Donald isn't used to democracy. Donald isn't used to being challenged. Donald isn't used to being overruled.

Donald is used to “Yes, Mr. Trump. Right away, Mr. Trump.”

As the oldest person ever to hold the office, his presidency becomes an exercise in seeing if old dogs can truly learn new tricks. Given his thin-skinned nature and stubborn, resistant and combative ADHD personality, I don't like the odds.

Which isn't necessarily a bad thing. As it is said, give a man enough rope and he'll hang himself.

We can only hope.


Sunday, February 12, 2017

The Learning Curve

Yes, it's taken me this long to process the events of November 8th. Despite my bolted-to-the-floor cynicism and unshakable belief that you absolutely cannot underestimate the collective intelligence of Americans, the election of Donald Trump as President of the United States has given me a really bad case of what-the-fuck.

Donald Trump? He's the so-called President? How did that happen?

As is so often the case with Donald Trump, he was lucky. First off, the Democratic National Committee seemingly decided sometime after Barack Obama's election that come hell or high water, Hillary Clinton would be their next nominee. After backing the first African-American for president, the DNC would not be denied when it came to nominating the first woman as well.

(If you're a sports fan, you'll recognize this as a text book example of an athlete's selfish pursuit of a record at the expense of their team.)

Whatever your opinion of Clinton, you'll have to agree she wasn't the best candidate for the 2016 presidential race. She reeked of of experience and was a confirmed Washington DC insider. To large portions of an angry populace just emerging from the Great Recession and sick of politics as usual, this was a decided disadvantage. These folk didn't want polish. They wanted punk.

Adding to Trump's good fortune, Bernie Sanders, a left-field candidate himself who would have blunted Trump's severest criticisms of Clinton, was waylaid in large part by his call for free college tuition, which made potential supporters blanch (as if Trump's we're-gonna-build-a-wall-amd-make-Mexico-pay-for-it gambit was a clear-eyed and entirely reasonable immigration platform).

It was all falling into place. Critical blocks of Republican voters turned out en masse and got the billionaire elected despite a record-setting vote deficit of 2,868,519.

Like I said, lucky.

But more than anything, what got Trump elected was his supporter's collective ignorance of history. Writer/philosopher George Santayana is credited with the expression 'Those who remain ignorant of history are condemned to repeat it', and thanks to those who put Trump in the White House, so we shall.

The learning curve will be a painful one.

We will learn anew why restrictions were placed on the snarling jackals who inhabit Wall Street. We will learn why the Environmental Protection Agency was created. We will learn why consumer protection agencies were created. We will learn why the gentle art of foreign relations evolved the way they did, and the importance of playing well with others. 

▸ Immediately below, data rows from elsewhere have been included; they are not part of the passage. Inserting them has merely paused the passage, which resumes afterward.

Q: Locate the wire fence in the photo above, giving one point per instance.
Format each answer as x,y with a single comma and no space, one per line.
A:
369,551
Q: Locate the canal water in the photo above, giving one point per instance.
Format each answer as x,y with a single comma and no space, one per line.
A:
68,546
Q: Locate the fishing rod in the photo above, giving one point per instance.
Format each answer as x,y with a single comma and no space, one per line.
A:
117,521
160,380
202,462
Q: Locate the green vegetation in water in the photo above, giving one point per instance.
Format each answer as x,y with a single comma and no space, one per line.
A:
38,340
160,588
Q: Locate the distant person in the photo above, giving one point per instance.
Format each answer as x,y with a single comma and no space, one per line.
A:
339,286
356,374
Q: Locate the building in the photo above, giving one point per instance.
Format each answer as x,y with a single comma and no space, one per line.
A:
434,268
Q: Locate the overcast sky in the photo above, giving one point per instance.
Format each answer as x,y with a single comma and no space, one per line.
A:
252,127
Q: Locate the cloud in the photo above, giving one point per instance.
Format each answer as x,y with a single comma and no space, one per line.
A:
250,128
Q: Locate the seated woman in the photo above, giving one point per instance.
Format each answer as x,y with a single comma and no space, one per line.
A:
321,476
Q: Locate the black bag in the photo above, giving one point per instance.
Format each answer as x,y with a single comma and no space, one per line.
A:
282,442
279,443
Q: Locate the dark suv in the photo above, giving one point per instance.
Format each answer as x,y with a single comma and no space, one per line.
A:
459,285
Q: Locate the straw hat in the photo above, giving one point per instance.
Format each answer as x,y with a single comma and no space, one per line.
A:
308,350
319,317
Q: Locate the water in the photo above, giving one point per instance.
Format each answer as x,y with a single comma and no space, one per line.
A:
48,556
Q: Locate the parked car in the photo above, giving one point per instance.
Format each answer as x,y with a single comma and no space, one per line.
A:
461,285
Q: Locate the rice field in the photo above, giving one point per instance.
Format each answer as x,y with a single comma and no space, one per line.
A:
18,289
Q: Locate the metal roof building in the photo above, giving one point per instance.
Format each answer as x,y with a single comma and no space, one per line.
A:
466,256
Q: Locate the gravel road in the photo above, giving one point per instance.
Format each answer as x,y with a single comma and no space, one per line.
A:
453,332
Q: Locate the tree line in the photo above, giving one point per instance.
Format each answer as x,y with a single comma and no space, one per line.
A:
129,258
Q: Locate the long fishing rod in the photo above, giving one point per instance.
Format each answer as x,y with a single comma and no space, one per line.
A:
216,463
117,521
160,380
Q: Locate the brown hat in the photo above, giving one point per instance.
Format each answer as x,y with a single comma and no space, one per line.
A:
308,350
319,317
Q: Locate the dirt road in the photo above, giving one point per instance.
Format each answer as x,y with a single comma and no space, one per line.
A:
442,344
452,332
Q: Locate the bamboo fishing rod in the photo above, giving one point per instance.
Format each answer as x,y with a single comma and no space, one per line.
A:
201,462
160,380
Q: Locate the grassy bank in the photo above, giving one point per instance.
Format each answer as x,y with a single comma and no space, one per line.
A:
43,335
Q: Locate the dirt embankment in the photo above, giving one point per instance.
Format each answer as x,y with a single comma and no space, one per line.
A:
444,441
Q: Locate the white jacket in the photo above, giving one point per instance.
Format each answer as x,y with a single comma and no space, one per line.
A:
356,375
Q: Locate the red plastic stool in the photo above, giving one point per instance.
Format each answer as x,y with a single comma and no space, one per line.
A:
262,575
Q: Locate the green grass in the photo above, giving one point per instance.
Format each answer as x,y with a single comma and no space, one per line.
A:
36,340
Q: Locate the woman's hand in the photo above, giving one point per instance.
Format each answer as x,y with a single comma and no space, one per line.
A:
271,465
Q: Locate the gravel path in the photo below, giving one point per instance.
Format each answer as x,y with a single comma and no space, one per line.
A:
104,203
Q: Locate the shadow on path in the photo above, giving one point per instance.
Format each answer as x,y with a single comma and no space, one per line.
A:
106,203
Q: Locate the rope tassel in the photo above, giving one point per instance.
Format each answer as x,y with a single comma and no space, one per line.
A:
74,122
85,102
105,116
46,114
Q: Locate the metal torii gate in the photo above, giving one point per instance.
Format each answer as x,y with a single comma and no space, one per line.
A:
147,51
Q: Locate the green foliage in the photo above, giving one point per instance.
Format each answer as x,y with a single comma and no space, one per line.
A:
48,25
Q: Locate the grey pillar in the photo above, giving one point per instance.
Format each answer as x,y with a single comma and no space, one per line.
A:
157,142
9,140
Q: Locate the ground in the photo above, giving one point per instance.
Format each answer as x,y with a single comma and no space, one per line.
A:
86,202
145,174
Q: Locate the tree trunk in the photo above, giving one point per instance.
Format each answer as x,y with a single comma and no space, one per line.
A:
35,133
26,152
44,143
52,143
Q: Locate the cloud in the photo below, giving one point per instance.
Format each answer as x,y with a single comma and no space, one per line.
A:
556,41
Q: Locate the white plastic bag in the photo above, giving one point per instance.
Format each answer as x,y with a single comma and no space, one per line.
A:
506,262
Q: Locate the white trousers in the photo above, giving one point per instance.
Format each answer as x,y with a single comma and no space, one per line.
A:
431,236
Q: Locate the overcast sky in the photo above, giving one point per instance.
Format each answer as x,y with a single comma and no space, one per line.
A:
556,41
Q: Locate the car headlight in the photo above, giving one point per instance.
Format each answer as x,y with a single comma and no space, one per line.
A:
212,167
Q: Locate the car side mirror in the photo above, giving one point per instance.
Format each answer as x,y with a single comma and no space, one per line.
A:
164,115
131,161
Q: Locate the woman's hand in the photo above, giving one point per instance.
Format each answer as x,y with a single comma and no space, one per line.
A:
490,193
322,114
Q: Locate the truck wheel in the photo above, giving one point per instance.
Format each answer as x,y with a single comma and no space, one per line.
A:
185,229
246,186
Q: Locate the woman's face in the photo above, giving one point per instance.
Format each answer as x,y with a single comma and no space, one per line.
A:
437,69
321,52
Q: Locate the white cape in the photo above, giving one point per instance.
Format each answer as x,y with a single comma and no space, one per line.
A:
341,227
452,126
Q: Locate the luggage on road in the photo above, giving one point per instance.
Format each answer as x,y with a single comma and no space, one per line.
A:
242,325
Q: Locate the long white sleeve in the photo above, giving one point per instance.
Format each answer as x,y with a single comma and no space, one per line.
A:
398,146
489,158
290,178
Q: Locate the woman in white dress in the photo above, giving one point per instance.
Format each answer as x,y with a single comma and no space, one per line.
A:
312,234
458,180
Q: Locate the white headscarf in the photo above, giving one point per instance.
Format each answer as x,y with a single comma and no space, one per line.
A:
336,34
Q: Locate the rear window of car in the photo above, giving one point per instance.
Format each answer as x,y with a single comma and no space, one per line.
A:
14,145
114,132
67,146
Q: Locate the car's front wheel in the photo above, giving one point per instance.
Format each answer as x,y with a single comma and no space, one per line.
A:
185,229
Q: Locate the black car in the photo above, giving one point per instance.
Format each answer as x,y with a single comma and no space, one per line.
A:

We will learn why America remained the number-one destination of the oppressed and the abused the world over for so long. We will learn that as in nature, diversity makes us stronger, not weaker.

We will learn that a free press is a critical element of a functioning democracy, however sensationalist and invasive the worst of it may occasionally be. We will learn of the prescience that led to the creation of public lands protected from businessmen. We will learn why unions were created. We will learn why ego and arrogance were regarded as negative personality traits for the balance of human history. We will learn why we prized the clarity and absoluteness of truth.

We will learn the importance of objectivity. And of trust. We will learn to appreciate the beauty of our three-tiered system of government and its system of checks and balances. And we will learn the depth and breadth of our ignorance in electing a man whose penultimate moment before ascending to the White House was sneering at contestants on a pre-fabricated “reality” show before fiendishly informing them “You're fired!”

George Bernard Shaw said one of the two greatest human tragedies is to get what you want. 45.9% of the voting population will learn this, too.